Early Retirement’s Bullet List

Attaining financial independence and early retirement as quickly as possible requires applying a simple set of principles to your mindset and your financial practices. Here I’ve collected these principles into a bullet list and linked to explanatory articles elsewhere in Early Retirement Dude.

Above all else:

– Keep as mentally and physically fit as possible.

This makes everything else—everything—easier. And even if you fail to achieve financial independence and early retirement, mental and physical fitness can only serve to increase your quality and quantity of life.

Keep the right mindset.

– Be sure you’re not using early retirement as a proxy for a geographical cure.

I’m guilty of this. I realized after retiring that I was using the pursuit of FI/ER as an attempt to get away from personal  troubles that were more my own devising and perception than intrinsic to my surroundings. If I’d gotten some therapy and been more honest with my superiors, I might still be working—and enjoying—that job. 

– Those who can’t imagine what they’ll do after they retire, won’t.

Simple, really…If you don’t know where you’re going, how will you get there? And to this I’m convinced there’s a corollary: painful stimuli serve a purpose, but it’s better to move towards something positive than away from something negative.

– Retirement <> idleness.

The most common question put to early retirees is this: “What do you do all day?” When contemplating early retirement you may be afraid you’ll be sitting around on your can all the time, bored, but after maybe a month when you’ve caught up on sleep and overcome burnout, etc., you’ll be surprised how much you’ll find to do.

For more info and a real-life case study, read The Purpose of Life.

Put your job in its proper perspective.

– Work towards having something to sell besides your time.

This statement’s a bit like Einstein’s “E = mc2”. From this it’s possible to derive all other steps in the FI/ER process.

For further discussion, read Early Retirement: The Magic Bullet.

– Use your creativity and energy at least as much to your own benefit as you do to your employer’s.

Remember that your job isn’t a personal relationship, but business.
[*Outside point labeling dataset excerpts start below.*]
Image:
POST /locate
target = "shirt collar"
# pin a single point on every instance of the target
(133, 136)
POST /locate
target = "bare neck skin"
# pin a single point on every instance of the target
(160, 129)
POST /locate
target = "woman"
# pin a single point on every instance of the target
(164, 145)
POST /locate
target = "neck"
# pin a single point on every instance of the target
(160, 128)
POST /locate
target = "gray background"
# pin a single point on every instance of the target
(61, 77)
You may want to sell your time to your employer and your employer may want to buy it from you. Work smart and hard and well at your job, but work even smarter and and harder and better at your own life.
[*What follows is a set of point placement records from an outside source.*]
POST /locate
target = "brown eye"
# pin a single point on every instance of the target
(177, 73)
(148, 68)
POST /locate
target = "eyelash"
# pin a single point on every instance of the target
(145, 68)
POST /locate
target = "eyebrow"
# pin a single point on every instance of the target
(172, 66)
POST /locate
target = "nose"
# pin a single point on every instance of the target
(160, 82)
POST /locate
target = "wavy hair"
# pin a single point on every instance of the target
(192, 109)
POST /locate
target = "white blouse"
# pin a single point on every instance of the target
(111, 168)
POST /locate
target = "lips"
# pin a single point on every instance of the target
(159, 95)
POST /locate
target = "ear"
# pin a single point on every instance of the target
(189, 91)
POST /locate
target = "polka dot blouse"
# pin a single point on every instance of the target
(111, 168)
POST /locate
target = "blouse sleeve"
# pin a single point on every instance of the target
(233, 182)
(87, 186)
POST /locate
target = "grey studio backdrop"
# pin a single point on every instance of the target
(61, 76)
For another real-life case study, check out The Gift of Time: a Rant.

– Investing: set it and forget it.

I’ve earned the highest returns when I don’t fiddle with my investments from day-to-day.

Perhaps the most important principle of investing for financial independence and early retirement is this: timing the markets is impossible. There are many studies showing that across time, markets have tended to return 7% year-over-year. These two ideas imply that since the goal of early retirement is maintaining a sustainable withdrawal rate–meaning a rate that allows you to withdraw your living expenses in perpetuity without depleting your funds–you should focus on investment vehicles that mirror the markets.
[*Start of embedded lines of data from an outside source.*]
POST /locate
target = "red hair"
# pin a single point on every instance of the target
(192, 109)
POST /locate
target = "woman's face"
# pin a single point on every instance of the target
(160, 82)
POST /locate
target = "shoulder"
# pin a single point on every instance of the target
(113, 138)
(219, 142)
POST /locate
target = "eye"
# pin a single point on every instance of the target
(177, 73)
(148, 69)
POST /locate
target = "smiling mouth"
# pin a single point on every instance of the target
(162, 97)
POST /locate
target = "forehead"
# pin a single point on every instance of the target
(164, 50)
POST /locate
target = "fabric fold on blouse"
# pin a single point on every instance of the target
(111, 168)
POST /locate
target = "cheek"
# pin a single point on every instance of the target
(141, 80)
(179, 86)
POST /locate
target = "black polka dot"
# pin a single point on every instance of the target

The go-to vehicle for the financial independence/early retirement community is Vanguard’s Standard & Poor’s 500 Exchange Traded Fund. It’s a low-fee, market-mirroring fund that does all the work for you. Take a look.

– Not all debt is bad.

Show me a capital loan that carries a payment of two or three hundred bucks a month at an interest rate close to the rate of inflation, and I’ll likely take it because it’s essentially free money. The loan on our Prius, for instance, carries a rate of 1.9%—meaning the principal essentially erodes for the life of the loan. True, the dollars I pay are also eroding, but across time there’s still an arbitrage of five-ish percent between the interest rate and market returns.

– Geographical arbitrage can make many years of difference.

A personal example: a key component of our FI/ER plans was living and working in a very expensive (and consequently high-salary) northeastern city. While we were there we ran three rental properties, which when we finally ER’d we condo-ed out before moving to a house in the southeastern Appalachians. The appreciation on the rental units paid in full for our new house, leaving our principal free for us to invest.

And finally:

-Keep your plans quiet.

If you divulge your FI/ER plans to others, you’ll find that the two most common reactions are incredulity and jealousy. The jealousy is especially toxic since people tend to keep resentment secret, especially in a work setting. Supportive reactions will be a distant third. Take that into account.

In Keep Your Plans Quiet: A Family Tale I discuss how I sparked a major family conflict when I revealed my plans.